Some Tips for Shell Code that Won’t Destroy Your OS

November 20, 2009| etbe| 18 Comments| 19:59

Categories :

unix-tips

When writing a shell script you need to take some care to ensure that it won’t run amok. Extra care is needed for shell scripts that run as root, firstly because of the obvious potential for random destruction, and secondly because of the potential for interaction between accounts that can cause problems.

One possible first step towards avoiding random destruction is to start your script with “#/bin/sh -e” instead of “#/bin/sh“, this means that the script will exit on an unexpected error, which is generally better than continuing merrily along to destroy vast swathes of data. Of course sometimes you will expect an error, in which case you can use “/usr/local/bin/command-might-fail || true” to make it not abort on a command that might fail.
#!/bin/sh -e
cd /tmp/whatever
rm -rf *
#!/bin/sh
cd /tmp/whatever || exit 1
rm -rf *
Instead of using the “-e” switch to the shell you can put “|| exit 1” after a command that really should succeed. For example neither of the above scripts is likely to destroy your system, while the following script is very likely to destroy your system:
#!/bin/sh
cd /tmp/whatever
rm -rf *
Also consider using absolute paths. “rm -rf /tmp/whatever/*” is as safe as the above option but also easier to read – avoiding confusion tends to improve the reliability of the system. Relative paths are most useful for humans doing typing, when a program is running there is no real down-side to using long absolute paths.
Shell scripts that cross account boundaries are a potential cause of problems, for example if a script does “cd /home/user1” instead of “cd ~user1” then if someone in the sysadmin team moves the user’s home directory to /home2/user1 (which is not uncommon when disk space runs low) then things can happen that you don’t expect – and we really don’t want unexpected things happening as root! Most shells don’t support “cd ~$1“, but that doesn’t force you to use “cd /home/$1“, instead you can use some shell code such as the following:
#!/bin/sh
HOME=`grep ^$1 /etc/passwd|head -1|cut -f6 -d:`
if [ "$HOME" = "" ]; then
echo "no home for $1"
exit 1
fi
cd ~

I expect that someone can suggest a better way of doing that. My point is not to try and show the best way of solving the problem, merely to show that hard coding assumptions about paths is not necessary. You don’t need to solve a problem in the ideal way, any way that doesn’t have a significant probability of making a server unavailable and denying many people the ability to do their jobs will do. Also consider using different tools, zsh supports commands such as “cd ~$1“.
When using a command such as find make sure that you appropriately limit the results, in the case of find that means using options such as -xdev, -type, and -maxdepth. If you mistakenly believe that permission mode 666 is appropriate for all files in a directory then it won’t do THAT much harm. But if your find command goes wrong and starts applying such permissions to directories and crosses filesystem boundaries then your users are going to be very unhappy.
Finally when multiple scripts use the same data consider using a configuration file. If you feel compelled to do something grossly ugly such as writing a dozen expect scripts which use the root password then at least make it an entry in a configuration file so that it can be changed in one place. It seems that every time I get a job working on some systems that other people have maintained there is at least one database, LDAP directory, or Unix root account for which the password can’t be changed because no-one knows how many scripts have it hard-coded. It’s usually the most important server, database, or directory too.

Please note that nothing in this post is theoretical, it’s all from real observations of real systems that have been broken.

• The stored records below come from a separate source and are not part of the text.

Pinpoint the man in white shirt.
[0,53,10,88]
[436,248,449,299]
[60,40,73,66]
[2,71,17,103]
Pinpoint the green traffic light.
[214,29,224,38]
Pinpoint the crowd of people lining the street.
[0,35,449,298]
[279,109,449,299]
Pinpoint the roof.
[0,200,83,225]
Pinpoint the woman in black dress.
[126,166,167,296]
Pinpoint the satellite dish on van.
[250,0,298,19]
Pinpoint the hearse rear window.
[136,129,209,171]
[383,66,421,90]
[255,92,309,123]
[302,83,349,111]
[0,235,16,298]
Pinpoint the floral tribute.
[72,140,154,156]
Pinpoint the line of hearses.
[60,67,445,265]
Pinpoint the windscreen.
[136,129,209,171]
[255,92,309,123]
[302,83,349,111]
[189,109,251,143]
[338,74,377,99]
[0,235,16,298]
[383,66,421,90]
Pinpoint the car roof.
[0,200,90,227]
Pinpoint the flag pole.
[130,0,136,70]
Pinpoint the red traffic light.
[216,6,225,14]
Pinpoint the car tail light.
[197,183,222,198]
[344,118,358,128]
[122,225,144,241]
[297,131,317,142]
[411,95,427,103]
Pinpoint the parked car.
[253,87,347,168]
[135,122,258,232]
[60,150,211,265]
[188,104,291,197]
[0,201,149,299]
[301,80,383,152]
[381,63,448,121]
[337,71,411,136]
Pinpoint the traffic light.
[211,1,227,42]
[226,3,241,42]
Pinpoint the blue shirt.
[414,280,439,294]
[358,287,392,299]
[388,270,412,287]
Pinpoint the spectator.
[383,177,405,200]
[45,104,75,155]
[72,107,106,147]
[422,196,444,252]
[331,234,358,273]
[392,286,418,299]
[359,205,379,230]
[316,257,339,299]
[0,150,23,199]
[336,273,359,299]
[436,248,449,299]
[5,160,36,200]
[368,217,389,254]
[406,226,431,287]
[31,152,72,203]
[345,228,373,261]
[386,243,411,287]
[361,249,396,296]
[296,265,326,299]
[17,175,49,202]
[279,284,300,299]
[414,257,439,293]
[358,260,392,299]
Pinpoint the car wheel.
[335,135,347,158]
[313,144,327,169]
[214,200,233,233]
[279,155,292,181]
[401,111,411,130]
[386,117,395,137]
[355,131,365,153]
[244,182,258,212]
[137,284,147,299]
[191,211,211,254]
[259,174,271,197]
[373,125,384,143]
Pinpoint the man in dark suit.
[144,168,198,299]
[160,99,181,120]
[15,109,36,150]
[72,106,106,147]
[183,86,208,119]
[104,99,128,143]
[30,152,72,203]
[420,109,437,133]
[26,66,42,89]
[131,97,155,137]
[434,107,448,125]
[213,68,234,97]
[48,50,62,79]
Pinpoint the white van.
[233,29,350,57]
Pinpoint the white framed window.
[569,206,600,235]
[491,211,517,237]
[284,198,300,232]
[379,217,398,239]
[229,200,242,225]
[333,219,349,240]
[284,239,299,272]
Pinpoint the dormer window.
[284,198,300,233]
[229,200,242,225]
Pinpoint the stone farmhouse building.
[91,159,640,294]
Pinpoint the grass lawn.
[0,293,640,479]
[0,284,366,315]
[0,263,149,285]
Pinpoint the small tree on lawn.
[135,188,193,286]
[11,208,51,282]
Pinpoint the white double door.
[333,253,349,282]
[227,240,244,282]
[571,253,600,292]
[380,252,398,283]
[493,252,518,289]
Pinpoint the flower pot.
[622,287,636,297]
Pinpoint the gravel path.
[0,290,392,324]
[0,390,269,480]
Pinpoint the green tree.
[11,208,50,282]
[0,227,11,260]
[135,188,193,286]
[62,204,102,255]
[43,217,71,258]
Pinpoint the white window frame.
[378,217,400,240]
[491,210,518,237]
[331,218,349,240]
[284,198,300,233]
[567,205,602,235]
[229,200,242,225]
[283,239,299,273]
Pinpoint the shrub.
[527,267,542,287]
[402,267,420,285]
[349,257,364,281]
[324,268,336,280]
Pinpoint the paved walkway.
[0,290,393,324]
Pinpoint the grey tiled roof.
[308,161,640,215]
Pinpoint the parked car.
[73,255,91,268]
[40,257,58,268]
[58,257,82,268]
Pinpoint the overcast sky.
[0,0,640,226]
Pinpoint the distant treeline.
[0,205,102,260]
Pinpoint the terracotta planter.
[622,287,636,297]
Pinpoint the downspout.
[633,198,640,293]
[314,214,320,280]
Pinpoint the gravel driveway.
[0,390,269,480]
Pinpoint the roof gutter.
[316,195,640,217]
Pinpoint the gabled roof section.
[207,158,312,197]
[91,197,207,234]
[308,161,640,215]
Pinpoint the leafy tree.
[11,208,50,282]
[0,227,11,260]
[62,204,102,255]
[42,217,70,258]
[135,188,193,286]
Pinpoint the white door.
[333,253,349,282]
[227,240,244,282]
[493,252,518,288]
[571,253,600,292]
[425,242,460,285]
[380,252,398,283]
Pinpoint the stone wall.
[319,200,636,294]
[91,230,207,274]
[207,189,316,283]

Also note that this is not an attempt at making an exhaustive list of ways that people may write horrible scripts, merely enough to demonstrate the general problem and encourage people to think about ways to solve the general problems. But please submit your best examples of how scripts have broken systems as comments.

18 thoughts on “Some Tips for Shell Code that Won’t Destroy Your OS”

Michael Goetze says:

November 20, 2009 at 20:56

grep ^$1 /etc/passwd

should surely be

/usr/bin/getent passwd $1

After all, another sysadmin might come along and change the PAM configuration of the system to use, say, LDAP.
etbe says:

November 20, 2009 at 22:39

Michael: Thanks for that. Now if only the getent tool (or something similar) would allow us to extract the home directory on a single line. It seems that there will be a huge number of shell scripts that need to know the home directories of users. While piping it through cut is not overly difficult it does add an extra possibility for things to go wrong.
Jeff Schroeder says:

November 20, 2009 at 23:46

As usual, awk to the rescue!

#!/bin/sh
test -z “$1” && exit 1
#user:pass:uid:gid:gecos:homedir:shell
awk -F: -vuser=$1 ‘{if ($6 == “”) print user ” has no home directory” }’ /etc/passwd

And to properly work in environments that use directory services like nis/ldap/kerberos/etc

#!/bin/sh
test -z “$1” && exit 1
getent passwd $1 | awk -F: -vuser=$1 ‘{if ($6 == “”) print user ” has no home directory” }’

And finally:
#!/bin/sh
test -z “$1” && exit 1
getent passwd $1 | awk -F: ‘{if ($6 == “”) print $1 ” has no home directory” }’

awk is magic
Peter Eisentraut says:

November 21, 2009 at 00:07

It’s possibly better to use

#!/bin/sh

set -e

so that running the script directly like

bash myscript.sh

won’t override the -e setting.
etbe says:

November 21, 2009 at 11:16

http://blog.andrew.net.au/2009/11/20#dash_e_shebang_bad

Andrew Pollock also makes the point about set -e but with another example of how it can fail. Andrew also mentions exit handlers.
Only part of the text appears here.